Essey Workie is a Refugee Health Team Lead in the Office of Refugee Resettlement in the Administration for Children and Families. She is currently in Nairobi, Kenya, participating in an International Experience and Technical Assistance training program provided by Center for Global Health at the Centers for Disease Control and Prevention. While learning about refugee health, Workie agreed to share her experiences from inside refugee communities with The Family Room blog.
By Essey Workie
What amazes me most is the power of the human spirit. What would you do if your life was in danger and you had to leave everything behind in an instant?
Many refugees are finding their way to urban areas instead of overcrowded camps. According to the United Nations Refugee Agency, nearly half of the world’s 10.5 million refugees live in urban areas like Nairobi, Kenya. Cities bring with them the hope of making a living, getting an education for their children and accessing better medical care.
As many as 100,000 refugees live in Nairobi. Most reside in an area known as Eastleigh, or Little Mogadishu. Eastleigh is a major shopping district. From what I have seen, urban refugees seem to have a knack for developing small businesses, like the woman in the photograph preparing to sell chicken. I met another young woman who sells coffee to the construction workers, tailors and other entrepreneurs. She plans to expand her business as soon as the cooking herbs she has planted grow to a marketable size.

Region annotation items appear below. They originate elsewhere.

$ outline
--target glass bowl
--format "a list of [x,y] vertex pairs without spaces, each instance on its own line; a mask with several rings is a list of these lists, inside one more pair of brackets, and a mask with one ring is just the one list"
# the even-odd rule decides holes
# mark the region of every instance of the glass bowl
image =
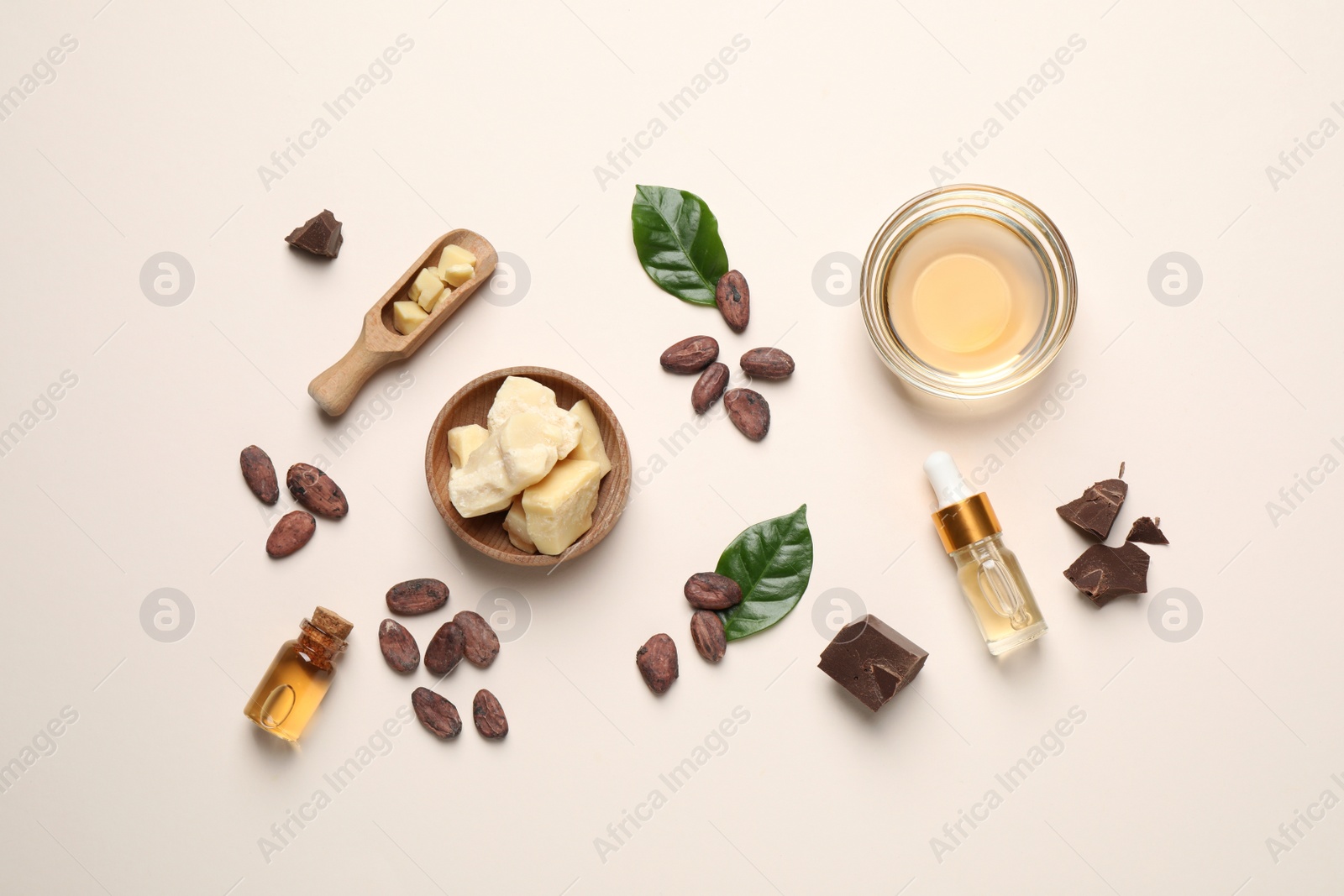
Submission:
[[[957,372],[917,355],[892,324],[888,274],[909,240],[956,216],[1007,228],[1040,265],[1044,302],[1035,333],[1013,357],[986,369]],[[868,246],[859,283],[863,320],[883,363],[909,386],[941,398],[977,399],[1009,392],[1046,369],[1063,348],[1078,306],[1078,279],[1068,246],[1034,204],[996,187],[950,184],[915,196],[887,219]]]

Altogether, refugees have contributed millions of shillings (Kenyan currency) to the local economy. The trade routes established by refugees go beyond Nairobi into the two camp sites – Dadaab in the east and Kakuma in the northwest. The Somali, Ethiopian and Congolese refugees I met explained that the trade routes make this triangular pattern among Dadaab, Nairobi and Kakuma because many urban refugees have family members and friends living in the camps. These business and familial connections make Nairobi an important piece of the puzzle when thinking about refugee health in Kenya.
Urban refugees and their relationships with camp-based refugees build another layer of complexity in refugee health and makes systematic surveillance of communicable diseases across urban and camp settings critical. During my four weeks here, I’ve learned about the many projects CDC-Kenya is engaged in to promote refugee health:
• Ongoing surveillance work in both camps and screens for diarrheal and respiratory illnesses
• Health Utilization Survey that focuses on urban refugees in North Eastleigh
• Urban Health Forums where key refugee health service providers come together to build synergy
As I look into my imaginary crystal ball, the next step seems to be linking the health data between urban refugees and camp-based refugees. This integrated look at surveillance data would highlight any developing trends quickly so that early interventions in public health are possible.